During the seminar, experts and participants discussed the barriers, triggers, and motivators of moving towards healthier choices and a better quality of life while minimizing the use of natural resources and toxic materials.

The Swedish and Belarusian experts spoke about “circular” economy and the economy of “sharing”, links between “couch-surfing”, cycling infrastructure and sustainable development, EU sustainable practices, and partnerships between businesses and NGOs.

The event participants thus were given the opportunity to compare both the Belarusian and European experience of such matters.

Katsiaryna says the event was a success, but that one of the main challenges was simply getting other alumni involved and interested.

“It's always difficult to get local SI alumni interested,” she says, “so I always try to think about some extra benefits for attendees.”

Benefits this time included an excursion to BelVTI recycling plant  on the same day, and participants also had the opportunity to taste a vegetarian buffet organized by the VegaMara project team.

Another key challenge was getting Swedish experts to come speak at the event.

“Belarus doesn’t seem to be at the top of the list of countries to visit,” she remarks.

But in the end the work paid off, and Katsiaryna noted that there are many similarities between the two countries – and that they should work together more.
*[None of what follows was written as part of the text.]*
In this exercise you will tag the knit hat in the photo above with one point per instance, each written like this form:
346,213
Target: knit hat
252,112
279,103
“I think we have much in common with Swedes: mentality, history .. even weather!” she says.

Having studied in many countries – including France, Poland, Belgium, and Sweden – Katsiaryna says that it’s hard to know what exactly has made her the person she is today, but that her time abroad has definitely affected her in many ways.

“The most important thing is that I learned to take the opportunity to fail,” she confides. “We take things way too seriously in post-Soviet countries, while the most important thing in life is to enjoy yourself in everything you do.”

For those who are currently studying with the SI programme in Sweden, Katsiaryna recommends being open and totally embracing the experience.

“I would advise current students to immerse themselves in a new culture, rather than trying to recreate a little 'home' and hide inside from everybody,” she says.

 As for the other SI alumni – if you have something to share, just do it.

“Don’t have second thoughts, just give it a try and go all the way,” she says. “Otherwise you start hesitating and as we all know, doubt kills everything.”